Maintaining sales growth remains a concern for TIF. Whilst sales have been slowly recovering from negative growth in FY16 and FY17 to growth of 6.5% FY18 (up from 4.5% in FY17), there has been a recent slowdown with LTM Jul-19 growth of c.-2.5%. TIF’s ability to leverage its China platform should alleviate these concerns. In addition, EBITDA has remained flat around c.US$1bn since 2015, with margins stable c.22-26%. TIF maintains a strong balance sheet, has accelerated share buy-backs, grown dividends 16 times over the last 15 years and currently yields c.2.3%. There is c.$700m of cash in the business (c.6% market cap) and $500-700m of FCF generated per year equivalent to c.4-6% of the market cap.

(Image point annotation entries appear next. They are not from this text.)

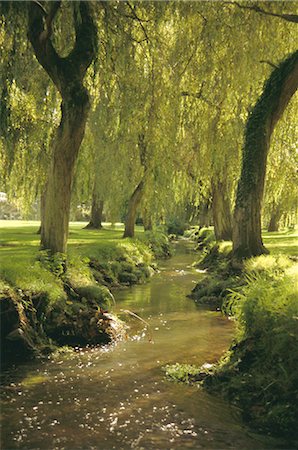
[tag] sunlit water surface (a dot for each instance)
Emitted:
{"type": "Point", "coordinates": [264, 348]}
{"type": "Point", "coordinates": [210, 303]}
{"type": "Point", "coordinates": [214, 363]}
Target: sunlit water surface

TIF appears undervalued based on several metrics. Broker consensus DCF models yield a share price between US$100-120 per share. Accounting for further upside from repatriation of tourist sales back to China (as described above) yields up to an additional US$500m equity value, or c.US$4 per share. On top of this, an accelerated growth in China domestic offline (Tier 1 cities) and success in developing the China online channel (Tier 1/2/3 cities) would lead to a game changing uplift in earnings and multiple re-rating. On a multiple basis, TIF currently trades at c.18.1x NTM P/E, a substantial discount to historical averages of c.19-21x over the last 1-3 years, with peak multiples in the range of 25-30x P/E prior to renewed US-China trade tensions in 2018. In addition, TIF has historically traded at a premium to luxury peers although in recent months this has narrowed – TIF currently trades at 12.6x NTM EV/EBITDA and 18.1x NTM P/ E vs. 11.6x and 16.5x for peers). The most recent period where TIF’s multiple premium to peers compressed in a similar fashion was in December 2018, which was then followed by significant outperformance of TIF shares (+40% over 3 months), re-establishing TIF’s historical average c.+3x P/E multiple premium to peers. Finally, TIF also represents a right-sized target for buy-out by private equity (e.g. Asian PE funds which can leverage existing Chinese retail and big-data portfolio companies to achieve synergies, for example Hill House and C-Trip), or Euro/Chinese luxury strategic peers seeking mono-brand acquisitions continuing the trend of consolidation in the luxury sector. Notably, the current CEO Bogliolo (joined 2017) was previously COO of Bulgari during its sale to LVMH in 2011 for 21x EV/EBITDA. Over the last decade luxury sector consolidation has occurred at an average M&A multiple c.17x LTM EV/EBITDA. At this multiple, TIF would be valued at c.$133+ per share (c.$16bn equity value) using consensus earnings. There are multiple levers for price appreciation in TIF stock with mid-term catalysts being resolution of US trade tensions, strong Chinese domestic sales in H2 2019 and above-consensus sales from refreshed product lines released in H2. Co-operative activist shareholder base is also a positive for the stock.


Key risks


US dollar strengthening impacting sales to tourists and operating costs, a sharp deterioration in global luxury consumer spending, Chinese government retaliatory policies against US retailers (including tariffs which cannot be passed on to consumers), an inability to capture online sales growth in China, and a rapid shift in consumer preferences for highly discretionary and large ticket purchases.